The big questions that strike me as problematic are what counts as a “published result,” more importantly what counts as a “representative sample” of published results, and finally, what counts as a “replication”. Without rehashing all the back-and-forth in Bishop’s blog and the argument that many are so familiar with we know that there is a lot of disagreement about the different ways in which these questions might be answered and what the answer might be. Currently we have estimates on the table for “how much science can be replicated” that range from “quite high” (based on back of the envelope calculations), through 30 to 47%ish (based on actual empirical efforts to replicate weird collections of findings) through finally, Ioannidis’ (2005) wonderfully trendy conclusion that “most published research findings are false” based on simulations. I do not know the answer to this question. And even if I did, I wouldn’t know how to evaluate it because I have no idea how much replication is the right amount when it comes to ensuring scientific progress. I will come back to that on another day. But for now my point is this: there is no consensus on how much published science can be replicated. And there is no consensus on how low that number needs to go before we have an actual crisis. Claiming that there is so much consensus that raising questions about the answers to these questions is akin to heresy is ridiculous and sad. Because there is one thing I do know: Scientists get to ask questions. That is what we do. More importantly, we answer them. And we especially don’t pretend to have found the answers when we have barely started to look.

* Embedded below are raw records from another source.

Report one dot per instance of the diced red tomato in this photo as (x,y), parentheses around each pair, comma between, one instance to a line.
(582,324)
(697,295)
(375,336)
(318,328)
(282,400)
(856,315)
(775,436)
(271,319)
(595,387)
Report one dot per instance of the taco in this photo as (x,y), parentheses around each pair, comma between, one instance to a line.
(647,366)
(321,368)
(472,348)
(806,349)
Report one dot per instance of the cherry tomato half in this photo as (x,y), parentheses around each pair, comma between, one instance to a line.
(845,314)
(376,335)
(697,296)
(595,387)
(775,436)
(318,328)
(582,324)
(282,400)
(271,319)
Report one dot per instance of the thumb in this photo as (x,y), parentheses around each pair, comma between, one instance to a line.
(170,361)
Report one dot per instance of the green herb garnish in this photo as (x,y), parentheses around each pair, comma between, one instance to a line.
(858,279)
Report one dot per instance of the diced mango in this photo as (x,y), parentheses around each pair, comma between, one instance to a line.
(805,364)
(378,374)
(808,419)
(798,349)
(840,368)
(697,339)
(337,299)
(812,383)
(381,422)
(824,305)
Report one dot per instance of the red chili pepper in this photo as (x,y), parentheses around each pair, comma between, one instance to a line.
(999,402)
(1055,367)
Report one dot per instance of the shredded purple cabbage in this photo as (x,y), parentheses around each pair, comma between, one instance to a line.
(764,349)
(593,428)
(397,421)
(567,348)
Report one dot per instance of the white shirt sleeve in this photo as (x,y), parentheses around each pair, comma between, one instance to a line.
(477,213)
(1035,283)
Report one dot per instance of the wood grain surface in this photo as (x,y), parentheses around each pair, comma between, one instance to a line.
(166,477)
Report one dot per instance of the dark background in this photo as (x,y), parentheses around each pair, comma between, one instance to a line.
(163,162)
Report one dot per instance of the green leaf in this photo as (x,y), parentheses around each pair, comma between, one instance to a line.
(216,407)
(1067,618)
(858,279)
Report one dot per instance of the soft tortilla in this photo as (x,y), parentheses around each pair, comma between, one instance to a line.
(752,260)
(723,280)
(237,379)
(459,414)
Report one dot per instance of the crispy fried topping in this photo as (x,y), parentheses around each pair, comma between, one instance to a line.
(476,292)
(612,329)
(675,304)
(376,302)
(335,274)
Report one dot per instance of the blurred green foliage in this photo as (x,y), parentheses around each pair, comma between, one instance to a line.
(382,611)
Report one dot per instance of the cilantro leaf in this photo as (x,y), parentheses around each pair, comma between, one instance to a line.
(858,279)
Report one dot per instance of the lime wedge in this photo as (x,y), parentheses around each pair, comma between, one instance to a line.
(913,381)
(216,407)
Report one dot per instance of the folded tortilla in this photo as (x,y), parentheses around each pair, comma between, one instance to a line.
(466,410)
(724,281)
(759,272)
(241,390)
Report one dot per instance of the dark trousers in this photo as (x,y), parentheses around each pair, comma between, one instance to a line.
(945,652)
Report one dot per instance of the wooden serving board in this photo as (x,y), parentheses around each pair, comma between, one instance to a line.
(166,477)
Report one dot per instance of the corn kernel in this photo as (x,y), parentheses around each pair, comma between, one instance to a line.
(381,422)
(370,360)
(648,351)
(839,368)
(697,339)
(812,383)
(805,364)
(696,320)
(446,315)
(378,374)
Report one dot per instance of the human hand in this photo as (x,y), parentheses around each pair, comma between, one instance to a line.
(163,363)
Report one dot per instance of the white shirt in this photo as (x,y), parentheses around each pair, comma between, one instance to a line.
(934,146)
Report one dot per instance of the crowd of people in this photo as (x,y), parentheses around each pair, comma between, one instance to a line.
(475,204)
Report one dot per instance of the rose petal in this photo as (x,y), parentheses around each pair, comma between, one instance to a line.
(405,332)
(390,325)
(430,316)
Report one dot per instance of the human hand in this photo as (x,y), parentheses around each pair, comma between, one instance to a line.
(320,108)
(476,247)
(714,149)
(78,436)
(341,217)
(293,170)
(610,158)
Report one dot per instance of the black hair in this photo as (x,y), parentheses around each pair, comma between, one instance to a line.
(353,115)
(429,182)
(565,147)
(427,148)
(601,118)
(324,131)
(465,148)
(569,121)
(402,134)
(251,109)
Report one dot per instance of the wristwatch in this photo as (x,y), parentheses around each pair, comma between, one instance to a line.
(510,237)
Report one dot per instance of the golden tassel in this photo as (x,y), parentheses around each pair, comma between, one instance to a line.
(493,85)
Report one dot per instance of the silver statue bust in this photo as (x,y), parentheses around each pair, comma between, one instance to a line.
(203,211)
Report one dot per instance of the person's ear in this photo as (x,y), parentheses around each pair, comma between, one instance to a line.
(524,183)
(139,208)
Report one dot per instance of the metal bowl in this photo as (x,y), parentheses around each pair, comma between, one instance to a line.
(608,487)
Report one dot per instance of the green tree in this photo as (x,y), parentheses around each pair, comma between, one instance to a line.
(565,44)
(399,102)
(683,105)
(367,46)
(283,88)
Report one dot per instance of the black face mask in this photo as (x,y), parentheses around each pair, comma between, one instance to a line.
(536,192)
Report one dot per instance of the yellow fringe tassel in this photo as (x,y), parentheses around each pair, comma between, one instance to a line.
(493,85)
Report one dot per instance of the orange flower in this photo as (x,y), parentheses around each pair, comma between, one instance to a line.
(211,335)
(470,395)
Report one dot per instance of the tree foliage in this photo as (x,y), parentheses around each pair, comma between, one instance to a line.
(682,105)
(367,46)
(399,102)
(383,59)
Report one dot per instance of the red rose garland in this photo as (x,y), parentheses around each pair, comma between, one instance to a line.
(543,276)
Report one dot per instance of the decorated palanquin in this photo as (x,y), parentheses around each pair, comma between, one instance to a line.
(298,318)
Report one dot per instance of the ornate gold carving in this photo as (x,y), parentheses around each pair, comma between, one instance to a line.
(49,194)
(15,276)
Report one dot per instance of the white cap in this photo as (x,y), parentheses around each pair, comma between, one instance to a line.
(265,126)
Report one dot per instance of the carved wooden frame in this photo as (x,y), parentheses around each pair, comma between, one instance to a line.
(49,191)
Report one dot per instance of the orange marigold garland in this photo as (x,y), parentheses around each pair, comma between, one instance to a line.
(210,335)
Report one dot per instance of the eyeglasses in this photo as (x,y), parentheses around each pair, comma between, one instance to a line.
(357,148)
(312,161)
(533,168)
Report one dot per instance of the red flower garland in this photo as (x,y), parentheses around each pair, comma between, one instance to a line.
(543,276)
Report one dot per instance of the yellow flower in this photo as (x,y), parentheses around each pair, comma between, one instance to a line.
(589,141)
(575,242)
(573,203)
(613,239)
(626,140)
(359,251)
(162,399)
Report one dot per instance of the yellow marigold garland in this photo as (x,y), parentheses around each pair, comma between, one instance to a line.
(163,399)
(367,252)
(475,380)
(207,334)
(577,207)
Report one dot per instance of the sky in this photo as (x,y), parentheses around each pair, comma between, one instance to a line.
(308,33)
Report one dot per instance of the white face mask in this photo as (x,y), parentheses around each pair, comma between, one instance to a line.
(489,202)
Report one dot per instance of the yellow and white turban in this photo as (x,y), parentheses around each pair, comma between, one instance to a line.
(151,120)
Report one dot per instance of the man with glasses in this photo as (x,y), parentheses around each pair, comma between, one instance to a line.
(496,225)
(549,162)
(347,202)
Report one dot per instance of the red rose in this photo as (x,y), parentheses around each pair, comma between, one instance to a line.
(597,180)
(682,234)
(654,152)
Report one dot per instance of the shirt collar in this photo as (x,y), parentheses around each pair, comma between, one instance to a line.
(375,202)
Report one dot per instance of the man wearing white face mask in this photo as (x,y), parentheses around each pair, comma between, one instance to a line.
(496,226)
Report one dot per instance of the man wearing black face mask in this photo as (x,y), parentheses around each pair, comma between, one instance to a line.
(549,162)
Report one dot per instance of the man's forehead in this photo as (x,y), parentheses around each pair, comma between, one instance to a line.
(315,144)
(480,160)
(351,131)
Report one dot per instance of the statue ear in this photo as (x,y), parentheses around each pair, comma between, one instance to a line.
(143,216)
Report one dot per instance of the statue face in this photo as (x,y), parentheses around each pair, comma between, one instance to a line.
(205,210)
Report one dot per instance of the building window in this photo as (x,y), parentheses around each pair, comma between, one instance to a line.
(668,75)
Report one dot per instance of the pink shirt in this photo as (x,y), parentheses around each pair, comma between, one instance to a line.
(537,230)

I promised to put a little speech therapy into this blog so here it is. The Open Science Collaboration said reasonably that there “is no single standard for evaluating replication success. Here, we evaluated reproducibility using significance and P values, effect sizes, subjective assessments of replication teams, and meta-analysis of effect sizes.” More substantively, even if a research team picks an indicator there is disagreement about how to use it. Take effect size for example: it is not clear to me why replication attempts are expect to replicate the size of the effect size that is observed in the original study or even how one does that exactly. There is a lot of argument about that nonetheless which makes it hard to decide whether a finding has been replicated or not. How to determine whether a finding has been confirmed or replicated is not a trivial issue. I grapple with replication of my own work all the time because I develop interventions and I really want to be sure that they work. But even a small randomized controlled trial costs me seven to ten years of effort from getting funds through publication, explaining why I have accomplished only five of these in my career. Therefore, confirming my own work is no easy matter. I always hope someone else will replicate one of those trials but usually if someone has that many resources, they work on their own pet intervention, not mine. So lately I have been working on a design that makes it easier (not easy!) to test and replicate interventions on small groups of participants. It is called the single subject randomization design.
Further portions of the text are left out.